The writer, Sarah Mesle argues that recent young adult novels have failed to serve boys and young men. All we get are bad models. Looking at popular examples like Twilight, we see very brash and careless male role models, and these models don’t exactly appeal or help teenage boys grow and shape their identities.
But in Mesle’s essay, one of the ideas raised was that manhood was supposed to be inherent, that there is this thing called “essential manliness”, and that YA novels should be portraying and supporting it. For instance, Mesle writes: “I actually believe in manhood as something that’s real, that’s inherently different than womanhood, and that is, potentially, awesome.”
On the other hand, author Malinda Lo disagrees and says gender is always constructed, dependent on time perior and culture.
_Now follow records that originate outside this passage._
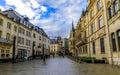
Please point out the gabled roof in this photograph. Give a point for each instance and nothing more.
(23, 20)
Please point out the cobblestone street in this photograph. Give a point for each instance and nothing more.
(56, 66)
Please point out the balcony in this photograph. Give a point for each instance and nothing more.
(5, 41)
(81, 42)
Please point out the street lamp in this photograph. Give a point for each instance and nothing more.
(43, 52)
(33, 51)
(13, 53)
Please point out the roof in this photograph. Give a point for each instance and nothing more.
(23, 21)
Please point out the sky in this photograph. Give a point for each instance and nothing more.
(54, 16)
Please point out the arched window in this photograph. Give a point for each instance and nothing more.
(99, 5)
(118, 36)
(113, 42)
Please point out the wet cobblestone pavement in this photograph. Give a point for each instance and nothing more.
(56, 66)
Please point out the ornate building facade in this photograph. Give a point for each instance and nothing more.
(97, 32)
(30, 39)
(71, 42)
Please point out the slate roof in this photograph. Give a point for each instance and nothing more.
(10, 13)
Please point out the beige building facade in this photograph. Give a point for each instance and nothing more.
(97, 32)
(13, 24)
(71, 41)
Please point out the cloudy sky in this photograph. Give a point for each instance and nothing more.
(54, 16)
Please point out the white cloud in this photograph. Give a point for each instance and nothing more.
(59, 22)
(26, 7)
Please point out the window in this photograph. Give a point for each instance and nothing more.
(34, 35)
(118, 36)
(84, 22)
(7, 53)
(2, 53)
(23, 31)
(99, 5)
(29, 34)
(91, 14)
(86, 48)
(1, 21)
(19, 40)
(8, 36)
(22, 41)
(93, 46)
(39, 37)
(27, 42)
(26, 33)
(20, 29)
(0, 34)
(15, 28)
(100, 21)
(85, 35)
(102, 45)
(9, 25)
(113, 42)
(110, 12)
(116, 6)
(92, 28)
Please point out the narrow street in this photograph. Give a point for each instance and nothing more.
(56, 66)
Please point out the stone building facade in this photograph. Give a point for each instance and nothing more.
(30, 39)
(97, 31)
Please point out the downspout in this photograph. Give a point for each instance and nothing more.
(108, 33)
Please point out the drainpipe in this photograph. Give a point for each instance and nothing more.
(108, 33)
(13, 53)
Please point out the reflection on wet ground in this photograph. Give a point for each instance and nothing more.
(56, 66)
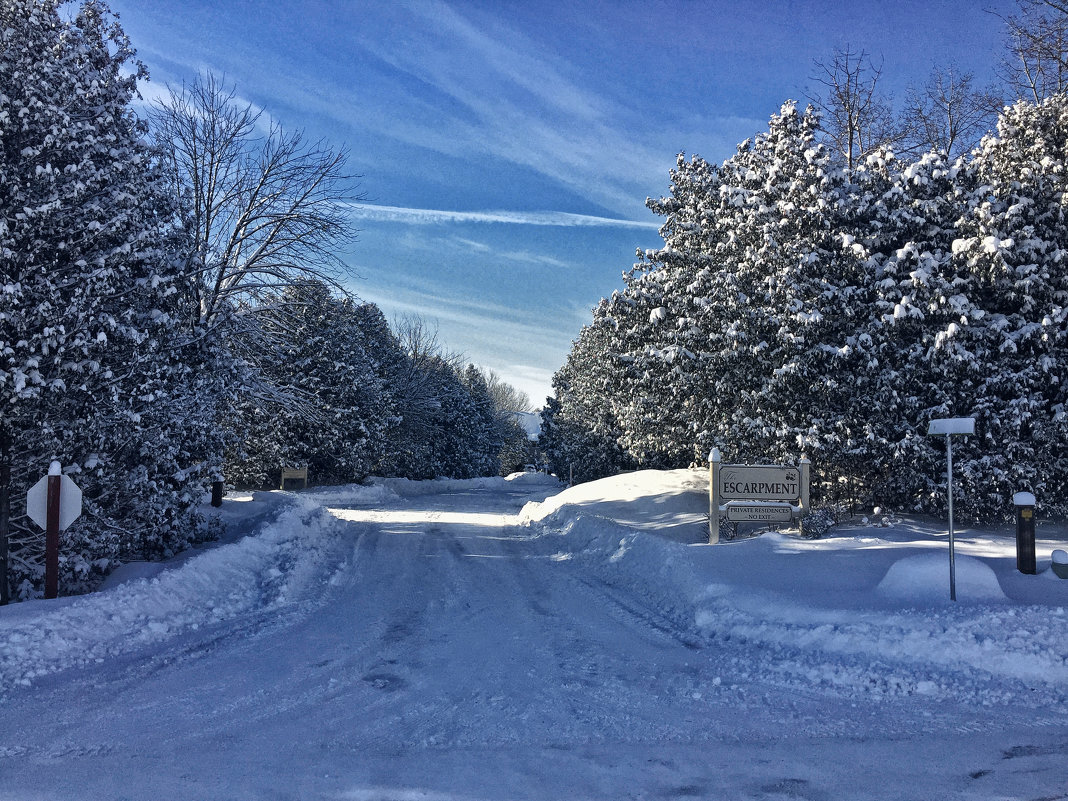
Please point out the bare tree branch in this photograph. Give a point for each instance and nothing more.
(948, 114)
(857, 116)
(1036, 64)
(264, 209)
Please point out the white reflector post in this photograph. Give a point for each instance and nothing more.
(946, 427)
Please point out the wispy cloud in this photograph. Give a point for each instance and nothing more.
(439, 217)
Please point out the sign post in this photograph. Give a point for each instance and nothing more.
(53, 503)
(947, 427)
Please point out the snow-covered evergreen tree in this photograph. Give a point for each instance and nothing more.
(95, 367)
(1012, 245)
(327, 413)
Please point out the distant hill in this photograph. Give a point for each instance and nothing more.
(531, 422)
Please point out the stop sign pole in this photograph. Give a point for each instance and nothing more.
(52, 533)
(53, 503)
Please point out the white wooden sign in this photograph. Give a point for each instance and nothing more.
(755, 492)
(759, 483)
(757, 513)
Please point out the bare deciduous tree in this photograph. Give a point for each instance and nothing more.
(264, 207)
(857, 116)
(948, 113)
(1036, 64)
(506, 398)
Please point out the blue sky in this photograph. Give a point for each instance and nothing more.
(506, 148)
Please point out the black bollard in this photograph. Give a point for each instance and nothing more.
(1025, 532)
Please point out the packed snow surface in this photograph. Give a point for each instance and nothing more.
(513, 639)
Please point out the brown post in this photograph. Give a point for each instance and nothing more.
(4, 512)
(52, 533)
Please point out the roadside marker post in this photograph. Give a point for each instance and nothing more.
(948, 427)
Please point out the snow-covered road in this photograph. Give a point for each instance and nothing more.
(430, 647)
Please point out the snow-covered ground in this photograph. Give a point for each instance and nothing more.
(502, 639)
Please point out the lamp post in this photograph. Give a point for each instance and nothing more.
(947, 427)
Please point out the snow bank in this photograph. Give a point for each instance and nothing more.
(673, 503)
(299, 550)
(408, 488)
(852, 614)
(924, 579)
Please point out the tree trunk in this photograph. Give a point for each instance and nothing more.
(4, 511)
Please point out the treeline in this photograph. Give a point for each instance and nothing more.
(170, 311)
(802, 307)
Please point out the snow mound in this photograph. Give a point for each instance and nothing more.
(671, 502)
(924, 579)
(409, 488)
(283, 562)
(354, 493)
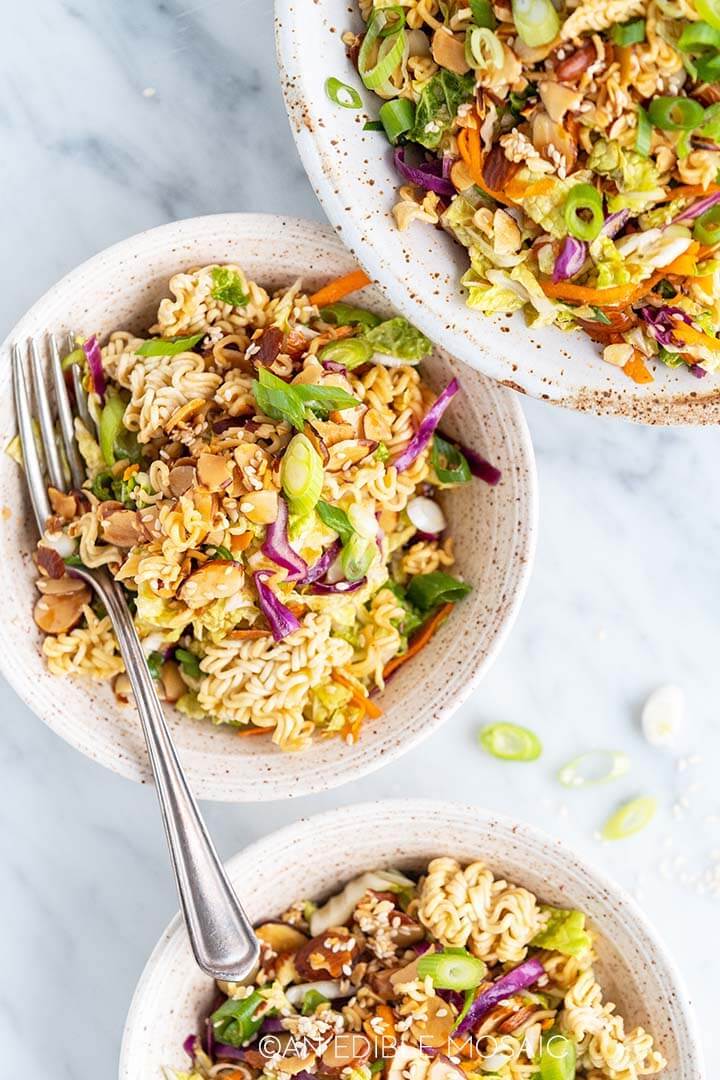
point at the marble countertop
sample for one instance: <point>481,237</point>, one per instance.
<point>117,117</point>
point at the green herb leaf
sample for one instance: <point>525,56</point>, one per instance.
<point>189,662</point>
<point>168,347</point>
<point>449,463</point>
<point>438,105</point>
<point>335,518</point>
<point>397,337</point>
<point>235,1021</point>
<point>348,314</point>
<point>565,932</point>
<point>428,591</point>
<point>228,287</point>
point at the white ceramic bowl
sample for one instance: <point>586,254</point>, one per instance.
<point>419,270</point>
<point>493,528</point>
<point>314,856</point>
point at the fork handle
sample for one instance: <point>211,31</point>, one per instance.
<point>220,934</point>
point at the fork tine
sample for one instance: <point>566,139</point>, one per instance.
<point>34,472</point>
<point>81,402</point>
<point>65,415</point>
<point>45,417</point>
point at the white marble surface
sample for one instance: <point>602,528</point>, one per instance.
<point>624,595</point>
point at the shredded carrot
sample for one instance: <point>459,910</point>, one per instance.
<point>692,336</point>
<point>469,144</point>
<point>419,640</point>
<point>336,289</point>
<point>241,541</point>
<point>637,369</point>
<point>360,699</point>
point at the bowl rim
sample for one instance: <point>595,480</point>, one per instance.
<point>435,808</point>
<point>522,557</point>
<point>629,402</point>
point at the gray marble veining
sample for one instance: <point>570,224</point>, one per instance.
<point>120,115</point>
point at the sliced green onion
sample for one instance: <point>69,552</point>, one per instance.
<point>676,113</point>
<point>397,117</point>
<point>537,22</point>
<point>301,474</point>
<point>484,49</point>
<point>707,226</point>
<point>341,94</point>
<point>511,742</point>
<point>586,200</point>
<point>110,427</point>
<point>426,591</point>
<point>449,463</point>
<point>628,34</point>
<point>350,352</point>
<point>452,970</point>
<point>167,347</point>
<point>697,37</point>
<point>594,767</point>
<point>643,133</point>
<point>630,819</point>
<point>357,555</point>
<point>709,10</point>
<point>483,13</point>
<point>348,314</point>
<point>558,1058</point>
<point>383,46</point>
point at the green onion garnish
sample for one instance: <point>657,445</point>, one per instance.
<point>449,463</point>
<point>585,200</point>
<point>454,970</point>
<point>628,34</point>
<point>537,22</point>
<point>484,49</point>
<point>630,819</point>
<point>676,113</point>
<point>483,13</point>
<point>350,352</point>
<point>383,46</point>
<point>707,226</point>
<point>558,1057</point>
<point>643,133</point>
<point>594,767</point>
<point>301,474</point>
<point>168,347</point>
<point>396,117</point>
<point>341,94</point>
<point>709,10</point>
<point>511,742</point>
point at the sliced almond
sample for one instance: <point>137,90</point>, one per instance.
<point>56,615</point>
<point>215,580</point>
<point>213,471</point>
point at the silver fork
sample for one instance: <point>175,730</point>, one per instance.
<point>220,934</point>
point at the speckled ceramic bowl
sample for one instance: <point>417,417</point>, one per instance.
<point>320,853</point>
<point>419,270</point>
<point>493,528</point>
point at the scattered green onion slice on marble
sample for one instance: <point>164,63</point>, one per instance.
<point>511,742</point>
<point>594,767</point>
<point>629,819</point>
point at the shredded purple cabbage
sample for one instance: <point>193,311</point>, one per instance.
<point>429,175</point>
<point>277,547</point>
<point>570,259</point>
<point>428,424</point>
<point>281,619</point>
<point>94,358</point>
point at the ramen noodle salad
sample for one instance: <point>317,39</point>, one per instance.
<point>457,975</point>
<point>573,149</point>
<point>262,474</point>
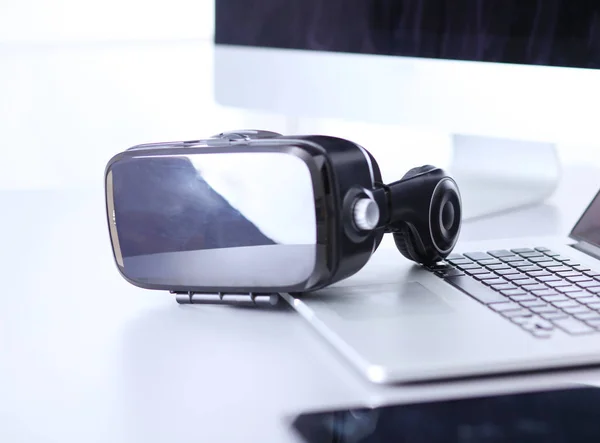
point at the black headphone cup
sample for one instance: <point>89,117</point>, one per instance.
<point>418,170</point>
<point>446,216</point>
<point>406,244</point>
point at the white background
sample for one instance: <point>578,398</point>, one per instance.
<point>83,80</point>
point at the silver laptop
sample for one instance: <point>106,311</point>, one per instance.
<point>492,307</point>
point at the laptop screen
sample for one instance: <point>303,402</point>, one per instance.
<point>587,229</point>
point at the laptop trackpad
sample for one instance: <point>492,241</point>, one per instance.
<point>381,300</point>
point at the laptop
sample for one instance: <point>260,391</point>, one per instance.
<point>493,307</point>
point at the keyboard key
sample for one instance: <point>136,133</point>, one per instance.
<point>505,271</point>
<point>519,277</point>
<point>533,303</point>
<point>576,309</point>
<point>536,322</point>
<point>519,264</point>
<point>449,273</point>
<point>531,268</point>
<point>566,304</point>
<point>555,298</point>
<point>516,293</point>
<point>476,290</point>
<point>548,278</point>
<point>500,253</point>
<point>532,254</point>
<point>520,298</point>
<point>476,271</point>
<point>536,287</point>
<point>496,281</point>
<point>476,256</point>
<point>459,261</point>
<point>551,253</point>
<point>562,259</point>
<point>566,289</point>
<point>503,287</point>
<point>588,316</point>
<point>541,333</point>
<point>553,315</point>
<point>577,295</point>
<point>581,278</point>
<point>588,284</point>
<point>521,319</point>
<point>541,273</point>
<point>569,273</point>
<point>489,262</point>
<point>506,306</point>
<point>550,264</point>
<point>595,323</point>
<point>539,259</point>
<point>513,312</point>
<point>521,250</point>
<point>588,300</point>
<point>510,258</point>
<point>526,281</point>
<point>573,326</point>
<point>543,309</point>
<point>560,269</point>
<point>555,284</point>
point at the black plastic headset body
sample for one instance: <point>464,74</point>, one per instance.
<point>422,210</point>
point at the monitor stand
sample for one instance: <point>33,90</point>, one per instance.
<point>498,175</point>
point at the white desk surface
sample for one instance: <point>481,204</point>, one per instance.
<point>86,357</point>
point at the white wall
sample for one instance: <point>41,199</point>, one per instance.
<point>113,73</point>
<point>73,20</point>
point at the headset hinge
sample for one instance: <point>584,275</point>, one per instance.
<point>221,298</point>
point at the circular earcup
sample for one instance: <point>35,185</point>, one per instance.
<point>427,207</point>
<point>445,216</point>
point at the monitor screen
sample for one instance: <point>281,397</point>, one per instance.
<point>565,416</point>
<point>587,229</point>
<point>549,32</point>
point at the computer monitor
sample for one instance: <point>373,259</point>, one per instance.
<point>507,79</point>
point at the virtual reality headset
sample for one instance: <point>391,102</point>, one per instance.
<point>245,214</point>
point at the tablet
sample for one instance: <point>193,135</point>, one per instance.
<point>567,415</point>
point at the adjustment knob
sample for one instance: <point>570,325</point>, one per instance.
<point>365,214</point>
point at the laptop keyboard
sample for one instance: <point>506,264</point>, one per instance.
<point>536,289</point>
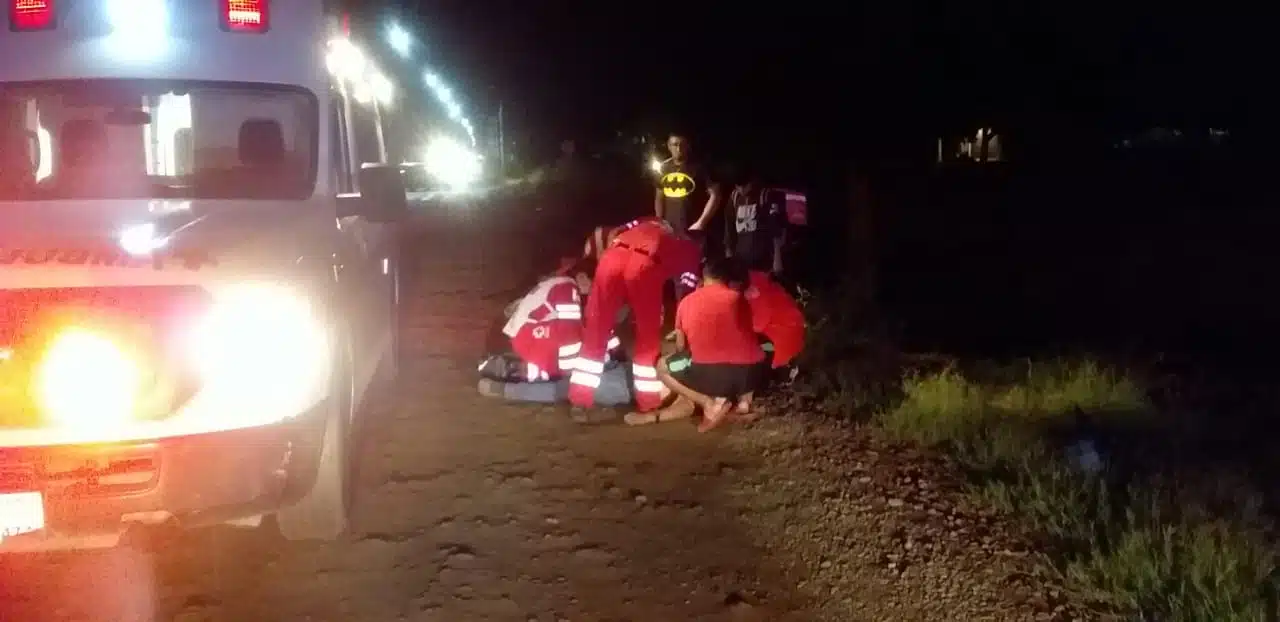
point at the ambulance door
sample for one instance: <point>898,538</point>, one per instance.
<point>368,273</point>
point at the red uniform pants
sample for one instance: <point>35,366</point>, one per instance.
<point>622,277</point>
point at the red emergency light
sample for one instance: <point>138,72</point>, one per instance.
<point>31,14</point>
<point>245,15</point>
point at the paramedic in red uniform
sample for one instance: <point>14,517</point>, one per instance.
<point>777,318</point>
<point>631,271</point>
<point>685,197</point>
<point>545,328</point>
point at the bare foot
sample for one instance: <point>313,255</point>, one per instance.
<point>673,412</point>
<point>714,414</point>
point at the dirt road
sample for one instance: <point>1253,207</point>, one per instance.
<point>471,510</point>
<point>467,510</point>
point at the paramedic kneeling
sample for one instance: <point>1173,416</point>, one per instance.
<point>776,318</point>
<point>722,358</point>
<point>545,335</point>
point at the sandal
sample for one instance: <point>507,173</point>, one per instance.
<point>641,417</point>
<point>714,415</point>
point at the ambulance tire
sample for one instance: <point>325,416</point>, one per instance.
<point>324,512</point>
<point>391,366</point>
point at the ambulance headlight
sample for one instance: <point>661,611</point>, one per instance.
<point>261,348</point>
<point>87,379</point>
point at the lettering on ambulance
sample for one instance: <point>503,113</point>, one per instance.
<point>187,259</point>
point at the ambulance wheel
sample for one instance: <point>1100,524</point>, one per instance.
<point>396,355</point>
<point>323,513</point>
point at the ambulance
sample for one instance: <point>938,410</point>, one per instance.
<point>199,279</point>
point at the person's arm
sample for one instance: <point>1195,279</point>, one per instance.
<point>713,195</point>
<point>778,228</point>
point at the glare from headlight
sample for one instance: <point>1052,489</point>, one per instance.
<point>87,380</point>
<point>261,350</point>
<point>452,163</point>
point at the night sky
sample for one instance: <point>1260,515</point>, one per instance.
<point>822,74</point>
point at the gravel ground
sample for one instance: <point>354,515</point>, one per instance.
<point>472,510</point>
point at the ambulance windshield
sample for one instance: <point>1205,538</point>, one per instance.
<point>85,140</point>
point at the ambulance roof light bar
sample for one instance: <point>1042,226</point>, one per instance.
<point>31,14</point>
<point>245,15</point>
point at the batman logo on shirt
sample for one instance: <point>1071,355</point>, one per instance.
<point>677,184</point>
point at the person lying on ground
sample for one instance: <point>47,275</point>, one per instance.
<point>631,271</point>
<point>720,361</point>
<point>545,337</point>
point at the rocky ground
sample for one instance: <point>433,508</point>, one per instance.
<point>472,510</point>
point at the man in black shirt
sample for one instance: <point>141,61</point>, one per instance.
<point>755,223</point>
<point>685,197</point>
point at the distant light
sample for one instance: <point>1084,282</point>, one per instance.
<point>344,59</point>
<point>452,163</point>
<point>141,239</point>
<point>400,40</point>
<point>382,87</point>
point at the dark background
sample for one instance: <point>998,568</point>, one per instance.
<point>1079,241</point>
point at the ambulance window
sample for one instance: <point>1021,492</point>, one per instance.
<point>368,147</point>
<point>339,163</point>
<point>117,138</point>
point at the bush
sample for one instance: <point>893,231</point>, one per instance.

She writes that YA fiction can/should offer not one, but multiple affirming paths to shape those identities.
While I do agree with Malinda Lo that YA fiction can and should provide a number of positive role models, I disagree that gender is completely constructed. I believe to a degree that men and women are different essentially and neurologically, while functions and roles can change and evolve.
I remember from psychology classes that our brains are wired differently and men and women think differently based on evolutionary necessity. It’s the whole nature versus nurture deal, and psychology and English majors can argue all day on this.
Practically though, I find value in art and media that supports all kinds of identities. For young men who never knew their fathers, they can find role models in the “art and tradition” of manliness: http://artofmanliness.com/
It’s not so much a prescription and saying all other forms of masculinity is wrong — it’s just a fun, creative way of celebrating traditional values, interests and chivalry. Of course, young women too can learn how to change a tire!
In my own writing, I try to give different role models for teenage boys and girls that are in some ways acceptable, but others not.
I particularly like Alyssa Rosenberg’s thoughts on the Hunger Games:
Much of the books is about how [Katniss] sees two men, Gale Hawthorne and Peeta Mellark, and how their respective strength and anger and caring and tenderness serve them in a tremendously difficult time. I don’t disagree with Mesle that love triangles can come up short for men. She asks: “we’ve neglected to ask the corresponding question: what does it tell young men when Edward Cullen and Jacob Black are the role models available to them? Are these barely-contained monsters really the best we can imagine?”
But in The Hunger Games, Gale and Peeta’s embraces of their differing masculinities—Gale is a hunter and later a military commander and weapons builder, while Peeta is a baker, the son of a privileged family who attempts to share what he has, who is tortured and brainwashed by the Capitol, but with great effort recovers his gentleness—are equally compelling to Katniss at different points in the novels.
Both Gale’s anger and Peeta’s gentless and susceptibility have terrible consequences for Katniss. Neither man nor his version of masculinity is superior, and Katniss chooses between them based on her long-term needs, rather than on the grounds that one kind of manliness is correct.